Each month we round up dress code (and dress code-adjacent) stories that we’ve encountered, or that we’ve been thinking about. (Revisit back issues from August, July, June, May, and April.) Please send us suggestions!
We finally know what the October 22 Toronto municipal election will look like. (To wit: not good!) The TDSB trustees that are elected in three weeks will eventually be the ones voting on the Board’s revised Appropriate Dress policy (an update on the timeline of the revision concludes this post). We’ve reached out to every candidate we can find an email address for to ask them where they stand regarding a revised policy: check out the responses we’ve received so far. If your ward’s candidates haven’t written back to us yet, feel free to give them a nudge on our behalf!

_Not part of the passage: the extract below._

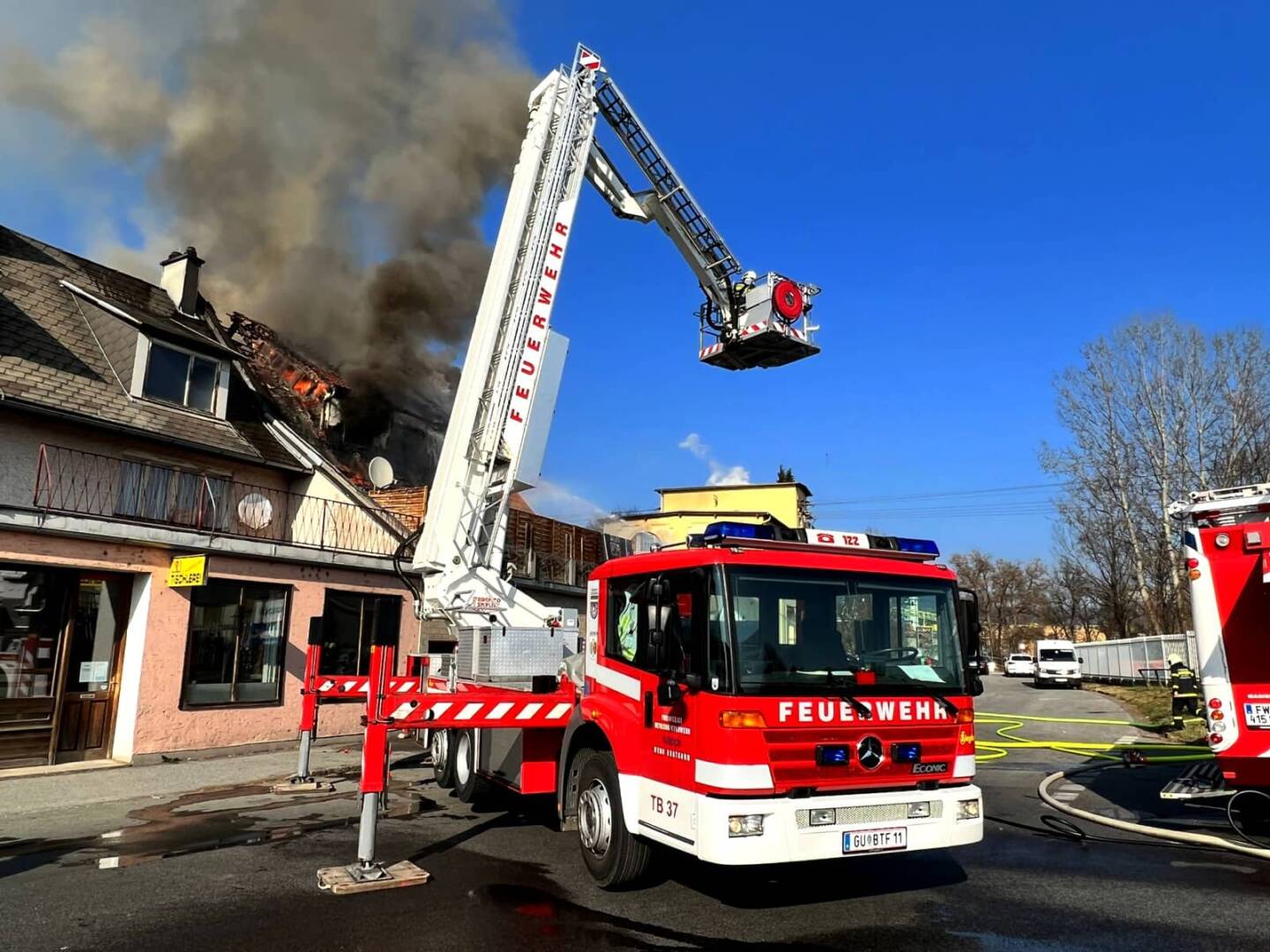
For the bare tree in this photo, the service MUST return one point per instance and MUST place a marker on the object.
(1154, 409)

The monstrosity that arose from Ontario’s last provincial election — you know, DoFo and co. — has opened consultations on education in Ontario. (Sort of — an online survey and telephone town hall are still pending.) Read about them at a link tagged “for-the-parents” — not for-the-students, say, or for-the-province, even…
September’s student actions in response to DoFo and co.’s attacks on education were galvanizing. As the days grow shorter and and the attacks continue, consider browsing the #WeTheStudentsDoNotConsent hashtag when you need a jolt of adrenaline.
We left the May 30 Governance and Policy Committee meeting with the understanding that a revised Appropriate Dress policy would be submitted by Board staff at the September 12 G+P meeting. Now we’re waiting for word on whether we should hope to see it at the November 7 G+P meeting.
But while the Appropriate Dress policy hasn’t yet changed, the Board’s expectations regarding school dress codes most definitely have. Those expectations are clearly described in a letter that was sent to all system leaders, including all principals, on August 30. (If you’d like us to help you track down a copy of this letter, get in touch.)
In short, the Board expects schools to align their dress codes with the newly revised Equity Policy (P037) — that means they must not use dress codes to target students based on race, gender identity or expression, sexual orientation, ethno-cultural heritage, body size, or socioeconomic status. Principals have been explicitly instructed to “avoid rigid rules,” and to discard prohibitions that “perpetuate systems of racist, sexist or transphobic oppression.”
Again: these are not suggestions. These are expectations.
If you are a teacher or a parent, ask the principal at your school or your child’s school how they are meeting these expectations. If you do not receive a satisfactory answer, the next step is to contact the school’s superintendent.
If you are a student, and you do not think that your school is meeting these expectations, consider asking a trusted staff ally to facilitate a conversation with your school principal. And if you are not satisfied by that conversation, contact your school’s superintendent.
If you are a student, a teacher, or a parent, and you’d like our support in doing this work, please do not hesitate to reach out. Thanks to students speaking up and organizing, and thanks to teachers and parents cultivating student voice and student power, we have won the strongest tool for combatting discriminatory dress codes that we have ever had. Now let’s use it!